# 94 civic sedan



## LILNETO (Jun 29, 2008)

the car starts and idles fine until it gets warm,then it starts missing.Could it be the o2 sensor or the TPS?


----------



## djenn434 (Jun 29, 2008)

Spark Plugs - 
Worn, faulty, fouled or incorrect spark plugs can cause a misfire or rough idle. 




Timing Belt - 
A misaligned timing belt can cause a misfire or rough idle. 




Engine Mechanical - 
Mechanical engine problems can cause a misfire or rough idle. 

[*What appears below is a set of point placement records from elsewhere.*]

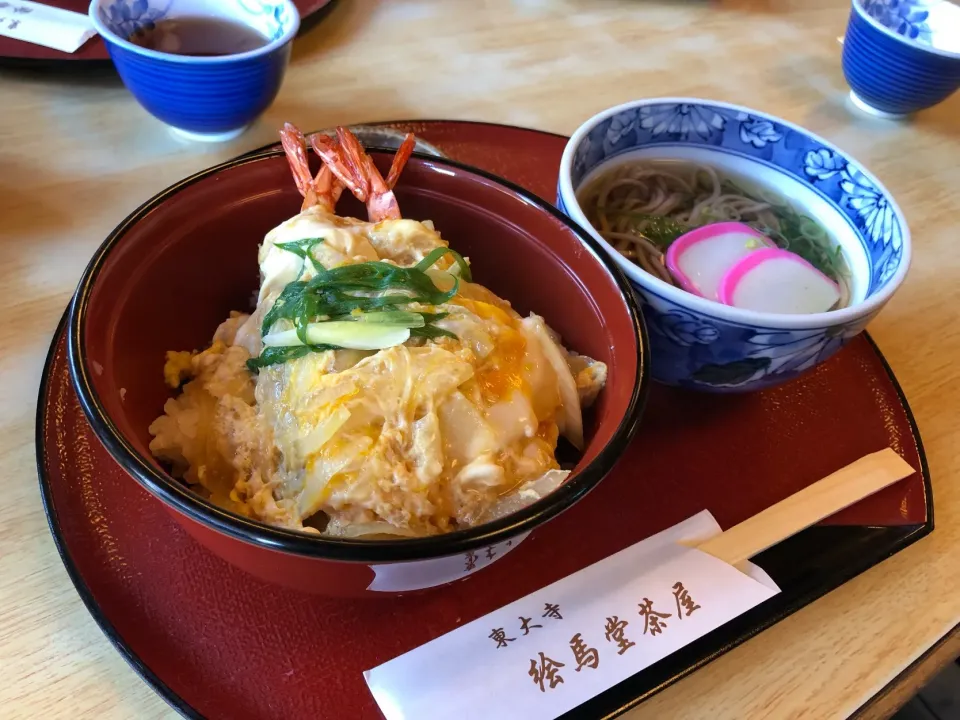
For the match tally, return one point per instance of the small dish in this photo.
(203, 98)
(704, 345)
(127, 313)
(901, 56)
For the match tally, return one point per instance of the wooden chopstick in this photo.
(812, 504)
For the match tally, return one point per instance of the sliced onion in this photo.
(368, 530)
(321, 434)
(570, 419)
(525, 495)
(345, 334)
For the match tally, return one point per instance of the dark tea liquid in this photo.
(200, 37)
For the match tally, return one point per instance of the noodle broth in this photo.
(641, 205)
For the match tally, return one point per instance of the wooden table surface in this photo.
(77, 154)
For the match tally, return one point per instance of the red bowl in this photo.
(174, 269)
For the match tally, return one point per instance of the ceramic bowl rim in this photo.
(177, 496)
(858, 8)
(109, 36)
(702, 306)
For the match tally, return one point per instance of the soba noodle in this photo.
(641, 207)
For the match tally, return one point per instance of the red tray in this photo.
(94, 52)
(216, 643)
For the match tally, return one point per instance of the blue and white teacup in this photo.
(704, 345)
(901, 56)
(204, 98)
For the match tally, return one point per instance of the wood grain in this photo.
(817, 501)
(77, 154)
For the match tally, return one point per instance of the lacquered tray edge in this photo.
(73, 572)
(75, 64)
(624, 696)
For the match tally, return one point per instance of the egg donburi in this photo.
(376, 389)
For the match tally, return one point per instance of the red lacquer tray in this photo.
(94, 52)
(218, 644)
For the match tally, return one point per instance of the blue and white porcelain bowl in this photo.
(901, 56)
(704, 345)
(204, 98)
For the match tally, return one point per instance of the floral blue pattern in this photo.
(273, 12)
(126, 17)
(684, 121)
(904, 17)
(704, 351)
(757, 131)
(822, 164)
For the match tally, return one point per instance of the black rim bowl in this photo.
(177, 495)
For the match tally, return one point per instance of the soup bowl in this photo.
(175, 268)
(703, 345)
(901, 56)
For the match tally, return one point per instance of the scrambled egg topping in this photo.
(416, 439)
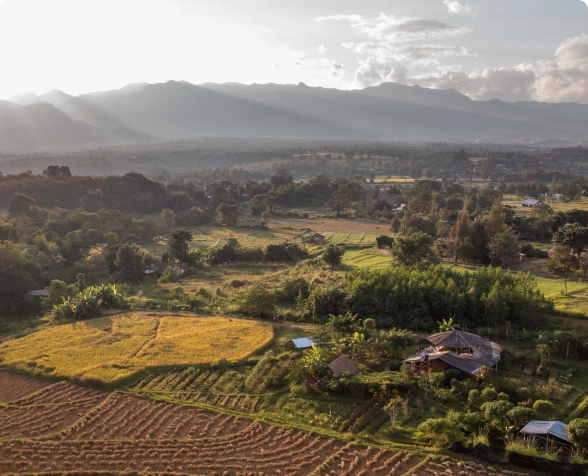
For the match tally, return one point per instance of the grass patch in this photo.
(109, 350)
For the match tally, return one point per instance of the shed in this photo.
(531, 202)
(302, 342)
(342, 364)
(550, 431)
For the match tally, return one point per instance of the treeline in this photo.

Exhaust Gas Recirculation (EGR) Valve, If Equipped - 
An EGR valve that is stuck open can cause a misfire or rough idle. 





Overlooked Causes 



Grounds - 
Poor engine control module (ECM) grounds or sensor grounds can cause the ECM to miscalculate fuel delivery and cause a rich condition resulting in a misfire or rough idle.


----------



## A#1 (Jul 13, 2008)

how many miles on the car...excessive worn exhaust valves can cause this problem...upon quick excelleration does the engine seem to misfire...if so the exhaust valves would be my first guess....


----------



## VP705 (Jul 24, 2008)

Maybe posting this in the Civic forum would help you more?


----------